If any other Hollywood leading man of George Brent's stature appeared in so unassuming a picture, it would suggest that either his studio or his agent was quarreling with him or that he had begun to slip. In fact George Brent is on excellent terms with his agent, Minna Wallis (sister of Warner's production chief, Hal Wallis), Warner is happily paying him $3,000 a week, and his popularity was never greater. His willingness to work in almost any kind of picture is only one element in Cinemactor Brent's reputation as a man of mystery.
Son of a Dublin newspaperman, Brent left home and the Abbey Theatre when the British asked too many questions about his activities as a dispatch runner for the Irish Republican Army, has answered few questions since. He got a Hollywood job after making 31 unsuccessful screen tests, which he believes is the record. Because he had played a Broadway bit with Clark Gable and had broad shoulders, publicity men billed him as another Gable. Unlike Actor Gable and the majority of his colleagues, he never talks to fan magazine writers, spurns nightclubs, carries his dislike of Hollywood parties to the point of rudeness. This has made him much sought after and Hollywood's premier hostess, Mrs. Basil Rathbone, is reported this year to have announced that she would trade Stokowski, Rubinstein and Rachmaninoff for one Brent appearance at a party.

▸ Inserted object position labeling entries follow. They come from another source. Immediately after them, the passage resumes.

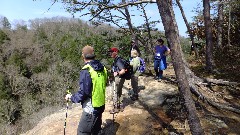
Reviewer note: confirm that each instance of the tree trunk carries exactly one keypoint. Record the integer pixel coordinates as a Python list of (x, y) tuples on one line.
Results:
[(188, 28), (172, 34), (229, 25), (208, 34), (149, 49), (220, 24)]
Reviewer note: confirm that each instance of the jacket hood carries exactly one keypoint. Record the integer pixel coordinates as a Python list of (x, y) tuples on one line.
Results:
[(96, 65)]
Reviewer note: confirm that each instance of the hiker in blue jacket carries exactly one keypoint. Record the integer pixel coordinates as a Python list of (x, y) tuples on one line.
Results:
[(91, 94), (160, 63)]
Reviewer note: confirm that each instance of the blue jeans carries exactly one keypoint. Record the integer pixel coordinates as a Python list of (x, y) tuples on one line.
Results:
[(157, 68), (90, 124)]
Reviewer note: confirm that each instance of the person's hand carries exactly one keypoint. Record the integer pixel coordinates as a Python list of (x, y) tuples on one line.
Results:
[(68, 97)]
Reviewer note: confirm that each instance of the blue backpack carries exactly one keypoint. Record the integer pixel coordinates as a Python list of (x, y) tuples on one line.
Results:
[(142, 66)]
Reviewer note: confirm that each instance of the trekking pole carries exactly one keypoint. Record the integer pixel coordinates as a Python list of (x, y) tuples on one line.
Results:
[(114, 93), (65, 122)]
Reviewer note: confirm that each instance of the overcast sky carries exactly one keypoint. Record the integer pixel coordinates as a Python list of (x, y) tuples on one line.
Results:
[(29, 9)]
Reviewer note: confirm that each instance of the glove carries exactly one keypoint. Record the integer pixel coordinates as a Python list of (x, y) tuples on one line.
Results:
[(68, 97)]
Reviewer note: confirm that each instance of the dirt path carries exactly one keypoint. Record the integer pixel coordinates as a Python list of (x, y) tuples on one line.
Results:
[(158, 111)]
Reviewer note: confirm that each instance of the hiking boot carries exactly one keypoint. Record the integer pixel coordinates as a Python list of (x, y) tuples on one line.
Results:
[(115, 110)]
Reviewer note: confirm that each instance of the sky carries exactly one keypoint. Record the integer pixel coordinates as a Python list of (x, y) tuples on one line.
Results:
[(24, 10)]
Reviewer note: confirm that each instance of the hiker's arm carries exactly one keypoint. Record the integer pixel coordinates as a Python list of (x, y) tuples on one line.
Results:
[(85, 87)]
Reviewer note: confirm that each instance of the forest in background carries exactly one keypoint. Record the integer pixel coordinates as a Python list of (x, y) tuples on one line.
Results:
[(38, 63)]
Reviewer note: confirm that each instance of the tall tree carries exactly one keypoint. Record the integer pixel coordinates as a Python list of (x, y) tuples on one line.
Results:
[(220, 24), (191, 34), (209, 35), (172, 34)]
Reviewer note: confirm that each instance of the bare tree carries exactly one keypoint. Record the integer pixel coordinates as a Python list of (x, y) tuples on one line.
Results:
[(171, 32), (191, 34), (209, 35), (220, 24)]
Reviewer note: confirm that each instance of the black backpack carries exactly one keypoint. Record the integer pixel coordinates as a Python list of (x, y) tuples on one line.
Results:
[(129, 69)]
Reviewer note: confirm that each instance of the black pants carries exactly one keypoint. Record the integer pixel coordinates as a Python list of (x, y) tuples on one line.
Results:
[(90, 124)]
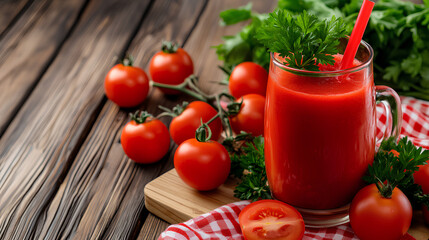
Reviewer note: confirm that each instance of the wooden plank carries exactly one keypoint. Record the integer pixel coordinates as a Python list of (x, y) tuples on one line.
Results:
[(169, 198), (102, 194), (39, 146), (206, 62), (9, 11), (152, 228), (199, 44), (29, 47)]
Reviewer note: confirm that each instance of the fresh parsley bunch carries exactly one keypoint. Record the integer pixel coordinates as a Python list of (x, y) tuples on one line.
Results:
[(398, 31), (249, 166), (303, 40), (394, 165)]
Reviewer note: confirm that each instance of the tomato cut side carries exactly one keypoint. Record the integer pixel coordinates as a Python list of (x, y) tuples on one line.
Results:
[(271, 219)]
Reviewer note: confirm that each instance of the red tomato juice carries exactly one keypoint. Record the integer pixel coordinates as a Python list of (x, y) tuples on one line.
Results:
[(319, 135)]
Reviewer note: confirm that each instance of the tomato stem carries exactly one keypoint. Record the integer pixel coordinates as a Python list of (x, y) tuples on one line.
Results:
[(174, 112), (385, 190), (183, 88), (142, 118), (203, 133), (169, 47), (128, 61)]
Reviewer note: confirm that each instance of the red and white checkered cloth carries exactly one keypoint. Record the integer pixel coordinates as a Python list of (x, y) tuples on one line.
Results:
[(222, 223)]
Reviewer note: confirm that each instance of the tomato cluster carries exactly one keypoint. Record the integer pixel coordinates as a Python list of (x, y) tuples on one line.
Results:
[(201, 162), (204, 164)]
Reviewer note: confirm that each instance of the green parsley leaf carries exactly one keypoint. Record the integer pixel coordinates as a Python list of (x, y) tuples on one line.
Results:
[(303, 41), (233, 16)]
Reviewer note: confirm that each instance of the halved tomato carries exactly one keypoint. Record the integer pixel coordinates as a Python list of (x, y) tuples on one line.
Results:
[(271, 219)]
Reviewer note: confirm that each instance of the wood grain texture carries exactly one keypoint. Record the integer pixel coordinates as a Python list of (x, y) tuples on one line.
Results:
[(169, 198), (206, 34), (9, 11), (29, 47), (38, 147), (152, 228), (102, 194)]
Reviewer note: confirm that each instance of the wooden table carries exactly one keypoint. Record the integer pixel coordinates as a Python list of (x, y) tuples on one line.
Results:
[(63, 173)]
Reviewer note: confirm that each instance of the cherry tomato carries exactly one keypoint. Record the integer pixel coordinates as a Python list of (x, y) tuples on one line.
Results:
[(202, 165), (171, 66), (375, 217), (183, 127), (251, 115), (126, 86), (145, 142), (247, 78), (421, 177), (271, 219)]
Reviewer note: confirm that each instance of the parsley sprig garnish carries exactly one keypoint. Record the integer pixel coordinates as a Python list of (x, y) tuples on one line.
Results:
[(249, 166), (303, 40), (395, 169)]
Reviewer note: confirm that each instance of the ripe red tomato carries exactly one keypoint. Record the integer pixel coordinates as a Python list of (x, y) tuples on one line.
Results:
[(247, 78), (183, 127), (421, 177), (170, 66), (375, 217), (425, 214), (251, 116), (271, 219), (127, 86), (202, 165), (145, 142)]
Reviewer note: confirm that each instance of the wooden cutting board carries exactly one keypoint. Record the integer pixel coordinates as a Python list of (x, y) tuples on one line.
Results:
[(169, 198)]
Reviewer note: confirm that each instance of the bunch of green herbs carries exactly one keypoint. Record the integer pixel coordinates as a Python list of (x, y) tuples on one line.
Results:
[(398, 31)]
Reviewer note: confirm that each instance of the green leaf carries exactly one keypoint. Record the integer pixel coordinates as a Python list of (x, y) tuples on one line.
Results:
[(233, 16), (412, 64)]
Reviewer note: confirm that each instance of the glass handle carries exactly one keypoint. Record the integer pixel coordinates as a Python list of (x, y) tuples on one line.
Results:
[(392, 103)]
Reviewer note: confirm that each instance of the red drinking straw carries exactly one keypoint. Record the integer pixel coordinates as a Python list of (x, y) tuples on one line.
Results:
[(357, 34)]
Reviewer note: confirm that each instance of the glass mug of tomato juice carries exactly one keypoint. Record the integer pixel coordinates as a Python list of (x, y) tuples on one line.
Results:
[(320, 134)]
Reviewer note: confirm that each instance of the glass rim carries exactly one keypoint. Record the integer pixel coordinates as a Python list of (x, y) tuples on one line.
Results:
[(327, 73)]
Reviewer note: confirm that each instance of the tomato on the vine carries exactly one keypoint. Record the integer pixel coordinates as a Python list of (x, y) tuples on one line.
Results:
[(171, 66), (125, 85), (271, 219), (202, 164), (374, 217), (247, 78), (421, 177), (145, 139), (250, 117), (183, 126)]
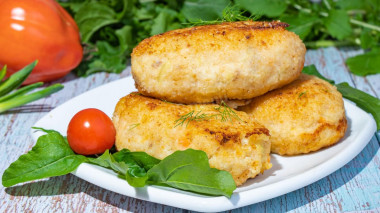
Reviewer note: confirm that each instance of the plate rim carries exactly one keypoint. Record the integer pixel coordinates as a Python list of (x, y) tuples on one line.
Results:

Brent says he likes to have a good time "when the shades are down." His first marriage to Ruth Chatterton ended in an amiable divorce and Brent's best friend is Ralph Forbes, another Chatterton ex-husband. His second marriage, to one Constance Worth in Mexico, ended in an unamiable divorce. This year Ann Sheridan persuaded him to make his first visit to Giro's, got him to promise to take her to his first premiere. When Brent discovered the premiere was on the night of his weekly navigation class (he recently bought a new 85-ft. yawl), he let the Oomph Girl down.
New Moon (Metro-Goldwyn-Mayer). In an earnest effort to recapitalize the Nelson Eddy who turned the heads of Jeanette MacDonald and millions of U. S. women in Naughty Marietta five years ago, M. G. M. returns him to Soprano MacDonald and 18th-Century New Orleans and provides him with a Sigmund Romberg score and a trunkful of romantic costumes. Eddy is a democratic duke who masquerades as a bond servant, captures the heart of a bayou beauty, shines shoes and overwhelms a French manofwar, meanwhile bursting into song. MacDonald is a spirited lass whose vocal replies include One Kiss and Lover, Come Back to Me. Between One Kiss and another, there is too much palling palaver, too much time to observe that the Eddy figure is becoming almost as operatic as the Eddy acting. Typical shot: MacDonald coyly popping her eyes at Eddy through a Venetian blind.